Dalam International context, manajemen lebih dominan  kepada globalization strategy ketimbang local strategy. Hal ini terlihat pada saat keputusan manajemen untuk meng-copy  sukses Tokyo Disneyland dan membangun Euro Disney di Perancis tanpa melihat bagaimana behaviour pasar eropa. Mereka beranggapan bahwa Disneyland di Amerika, Jepang pun Eropa mestinya sama. Tapi nyatanya, para pengunjung Tokyo Disneyland sangat mengapresiasi replica tokoh-tokoh Disney , sedangkan  pengunjung Euro Disney  memiliki taste yang berbeda. Dan memerlukan waktu beberapa tahun bagi manajemen untuk mulai mengadaptasi Euro Disney kepada taste pasar Eropa. Hasilnya, significant losses during the period.  Hal ini juga menjadi bukti pula bahwa dari konteks organization purposes, Disney lebih condong kepada strategi untuk meraup keuntungan (profitability) namun less responsibility.
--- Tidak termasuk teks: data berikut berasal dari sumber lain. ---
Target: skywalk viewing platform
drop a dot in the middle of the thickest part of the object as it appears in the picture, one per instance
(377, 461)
Mereka tidak melihat bahwa market sama sekali tidak mengapresiasi. Dalam human resource management, strategi profitability ini nampak jelas dilihat dari  manajemen Eisner yang cenderung mencekoki anggota manajemen dengan ide-ide kreatifnya demi profitability tanpa memberi mereka otonomi dan kesempatan untuk bermanuver. Hasilnya, para executives di Disney manajemen hengkang sebagai akibat overbearing presence-nya. Anehnya Eisner malah melihat hal ini sebaliknya. Dalam beberapa wawancara dia menyebutkan,I’ve never had a problem with anybody who was truly talented. This autonomy crap? That means you’re off working alone. If you want autonomy, be a poet.  Beberapa majalah bereaksi dengan menuliskan, … but with Wells gone, no one was there to repair damaged egos and sooth hurt feelings.” Eisner lebih mengejar profit ketimbang membuat sinerni dengan para anggota manajemen dan membuat mereka happy. The management was simply less responsible to its staff. So demi profitability, management mengacuhkan market, mengacuhkan pula karyawan.Jelas sekali dalam Organizational Context, Disney Management lebih menitikberatkan kepada strategy control, berlebihan malah. 
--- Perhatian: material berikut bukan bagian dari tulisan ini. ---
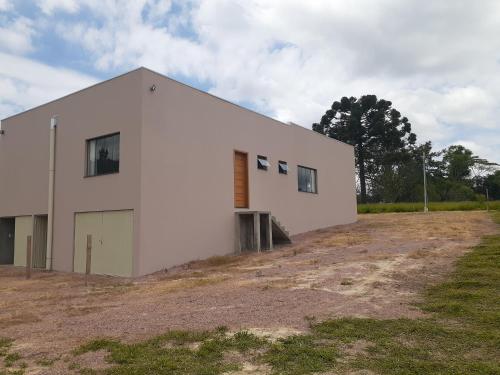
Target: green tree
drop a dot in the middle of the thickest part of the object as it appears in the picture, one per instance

Kembali kepada konteks profitability versus responsibility, manajemen terlalu berambisius dalam keputusannya membeli ABC TV network, ABC Radio Network dan 80% saham ESPN. Entah apakah keputusan ini didasari kecintaan Eisner kepada ABC network tempatnya dulu bekerja sebagai daytime programmer. Namun bagiku, sebagai seorang business man, dia akan berpikir strategic ketimbang alasan-alasan yang irrasional. Keputusan tersebut diatas membuat shareholder kurang comfortable dan berakibat pada pertumbuhan income perusahaan yang memburuk.  Dalam Corporate level strategy beberapa kali managemen terlihat lebih ber- synergy ketimbang responsiveness. Hal ini bisa dilihat pada saat Disney men-subcontract-kan pembuatan film animasi seperti Toy Story dan Lilo and Stitch kepada Pixar yang merupakan independent studio yang bergerak dibidang computer-generated animasi. Namun kemudian hal ini justru dipertanyakan mengingat core business Disney adalah film animasi, namun Disney tidak memiliki expertise di bidang ini. Sehingga pertanyaan berikutnya, perlukah managemen reconsider to apply responsiveness organization dengan men-develop in-house capability, ketimbang men-outsourcing-kan.Well… hampir semua film animasi produksi Disney pernah kutonton namun baru kali ini aku membahas manajemen di dalamnya. It is always easy to say but when you go into the real situation everything will be different. Lebih enak berbicara dan mendiskusikan masalah ini sambil duduk-duduk dirumput dengan terpaan sinar matahari yang hangat dan menikmati sandwich tuna, ketimbang berada di kursi manajemen dan harus memutuskan sesuatu.